If you drive through Zambia’s North-Western Province you will see how important honey production is for the farmers here. The trees around many villages are festooned with bark beehives, and the province exports around 700 tonnes of honey to Europe each year.

 

This is big business—and it could be bigger still. However, Zambia’s beekeepers face a number of constraints. Among other things, there has been a notable lack of policies to guide farmers on how to use forest resources, manage their hives and handle honey and wax. The lack of national honey standards has also meant that the quality of honey is often poor, and farmers lack good market information and the skills needed to negotiate fair prices.

 

 

‘Being a farmer was profitable in the past, but it’s difficult to make ends meet nowadays. Now we believe that beekeeping will offer us an alternative source of income.’

 

Douglas Kaliba
Chinyunya District

CIFOR scientists are currently conducting research on how to improve honey production as part of its 3-year project, ‘Achieving the Millennium Development Goals in African Dry Forests’. Although the project still has a year to run, the initial results are promising. Working with the Forestry Department in North-Western, Central and Lusaka provinces, CIFOR has been measuring the efficiency of five types of hive.

 

‘We want to establish what kind of hives are the most productive and encourage farmers to switch to them,’ says CIFOR researcher Madeleen Husselman.

 

This has involved collaborative research with 15 beekeepers at three sites. In the study, each beekeeper works with four kinds of hive: three traditional bark hives, three traditional log hives, six wooden Kenyan top-bar hives, and three mud hives. After participating in training sessions provided by the Forestry Department, the beekeepers now record levels of production, the time spent collecting honey, the problems they encounter and more.

 

The project has created considerable enthusiasm among beekeepers.

 

‘Initially, many farmers treated us as though we were a non-governmental organisation, and they’d ask for buckets and beehives and other things,’ says Husselman. ‘But now they realise this is a long-term research project, and they ask us to solve serious research questions.’

 

The district forestry officers who work with CIFOR researchers are optimistic about the project’s potential to improve local livelihoods.

 

‘At the end of the project, beekeepers will know the best hive that can be used,’ says Paul Kabengele, Mwinilunga’s district forestry officer, in his evaluation of the project. He anticipates that many beekeepers will shift from using traditional hives to more efficient modern hives. He also believes that they will develop a better understanding of how to manage the forests more sustainably.

 

Working on another level, CIFOR has helped the Ministry of Tourism, Environment and Natural Resources to develop a new beekeeping policy. Mercy Mwape, who was seconded to CIFOR from the Forestry Department, wrote the first draft of the policy.

 

‘The support from CIFOR has been very important in terms of pushing me to do the research that was needed to formulate the new beekeeping policy,’ says Mwape. The draft was approved by the Ministry in 2008 and sent out for review in consultations. The policy’s purpose is to improve the marketing of honey, ensure that farmers are given better guidance, and lead to coordinated efforts to control pests and diseases. All of this should ultimately help to improve the livelihoods of tens of thousands of farming families.
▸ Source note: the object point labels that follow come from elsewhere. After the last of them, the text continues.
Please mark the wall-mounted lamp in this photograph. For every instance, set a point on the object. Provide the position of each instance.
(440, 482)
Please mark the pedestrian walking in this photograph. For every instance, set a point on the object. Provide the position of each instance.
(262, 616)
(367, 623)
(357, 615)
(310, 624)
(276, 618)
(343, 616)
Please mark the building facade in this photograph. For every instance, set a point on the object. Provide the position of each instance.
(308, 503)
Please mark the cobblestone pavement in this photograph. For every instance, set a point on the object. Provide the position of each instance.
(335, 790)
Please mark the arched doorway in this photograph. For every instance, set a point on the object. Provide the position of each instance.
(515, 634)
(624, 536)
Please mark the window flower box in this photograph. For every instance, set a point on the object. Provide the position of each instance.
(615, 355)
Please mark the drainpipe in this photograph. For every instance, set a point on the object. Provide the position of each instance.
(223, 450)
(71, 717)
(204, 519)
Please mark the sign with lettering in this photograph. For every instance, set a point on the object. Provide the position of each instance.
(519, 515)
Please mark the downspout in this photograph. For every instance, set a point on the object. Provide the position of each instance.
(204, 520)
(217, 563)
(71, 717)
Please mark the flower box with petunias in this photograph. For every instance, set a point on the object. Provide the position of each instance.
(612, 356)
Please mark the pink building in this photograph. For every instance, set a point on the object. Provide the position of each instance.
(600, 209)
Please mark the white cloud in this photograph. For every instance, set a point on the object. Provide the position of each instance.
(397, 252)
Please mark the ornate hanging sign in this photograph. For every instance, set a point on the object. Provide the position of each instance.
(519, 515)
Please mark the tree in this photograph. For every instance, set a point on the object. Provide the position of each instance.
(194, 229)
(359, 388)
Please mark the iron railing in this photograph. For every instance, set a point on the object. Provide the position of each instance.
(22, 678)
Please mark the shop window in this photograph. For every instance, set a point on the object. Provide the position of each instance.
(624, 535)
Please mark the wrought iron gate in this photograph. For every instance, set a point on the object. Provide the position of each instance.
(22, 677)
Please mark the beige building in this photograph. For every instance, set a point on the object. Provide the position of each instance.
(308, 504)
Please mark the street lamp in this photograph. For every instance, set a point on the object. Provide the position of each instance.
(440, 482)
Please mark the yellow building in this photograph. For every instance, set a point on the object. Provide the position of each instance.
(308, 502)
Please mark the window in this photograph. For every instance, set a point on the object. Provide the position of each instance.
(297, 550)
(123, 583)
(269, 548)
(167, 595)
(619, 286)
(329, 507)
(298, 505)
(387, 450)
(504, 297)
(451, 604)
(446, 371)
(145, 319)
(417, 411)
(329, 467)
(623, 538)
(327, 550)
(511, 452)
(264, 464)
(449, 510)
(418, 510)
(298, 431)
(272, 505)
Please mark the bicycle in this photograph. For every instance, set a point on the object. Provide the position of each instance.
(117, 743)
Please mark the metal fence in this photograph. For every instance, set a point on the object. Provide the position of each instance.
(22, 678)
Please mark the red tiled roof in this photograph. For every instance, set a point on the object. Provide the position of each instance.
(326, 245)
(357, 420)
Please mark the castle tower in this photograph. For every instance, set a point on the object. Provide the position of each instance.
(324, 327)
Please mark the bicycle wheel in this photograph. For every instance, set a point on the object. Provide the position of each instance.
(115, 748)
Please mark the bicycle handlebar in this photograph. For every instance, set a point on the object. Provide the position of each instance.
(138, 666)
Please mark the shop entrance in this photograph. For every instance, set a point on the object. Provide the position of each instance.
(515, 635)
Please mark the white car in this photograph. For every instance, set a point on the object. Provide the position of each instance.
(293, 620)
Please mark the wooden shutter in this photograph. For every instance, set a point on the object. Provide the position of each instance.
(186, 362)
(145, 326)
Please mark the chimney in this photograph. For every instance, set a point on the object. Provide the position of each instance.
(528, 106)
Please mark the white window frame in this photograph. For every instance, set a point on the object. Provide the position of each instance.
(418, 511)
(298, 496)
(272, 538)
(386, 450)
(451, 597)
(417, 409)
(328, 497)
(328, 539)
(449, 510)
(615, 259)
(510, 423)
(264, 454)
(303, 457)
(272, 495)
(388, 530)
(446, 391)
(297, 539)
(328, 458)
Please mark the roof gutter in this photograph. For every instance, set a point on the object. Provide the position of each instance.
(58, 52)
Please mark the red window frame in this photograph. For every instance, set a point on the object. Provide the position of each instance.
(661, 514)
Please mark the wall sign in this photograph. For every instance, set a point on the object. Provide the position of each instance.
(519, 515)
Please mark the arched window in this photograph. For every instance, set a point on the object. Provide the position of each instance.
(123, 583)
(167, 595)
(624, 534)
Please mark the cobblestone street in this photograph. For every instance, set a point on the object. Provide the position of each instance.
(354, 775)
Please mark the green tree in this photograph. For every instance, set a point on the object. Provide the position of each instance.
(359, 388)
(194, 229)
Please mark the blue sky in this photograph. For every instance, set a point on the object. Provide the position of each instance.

  1. Zambian beekeepers examining one of the combs of a beehive.
    Photo by Fiona Paumgarten
  2. The proceeds from the honey trade are an important source of revenue for local populations.
    Photo by Fiona Paumgarten
  3. Zambian women selling locally produced honey at roadside stalls.
    Photo by Fiona Paumgarten

 

‘The support from CIFOR has been very important in terms of pushing me to do the research that was needed to formulate the new beekeeping policy.’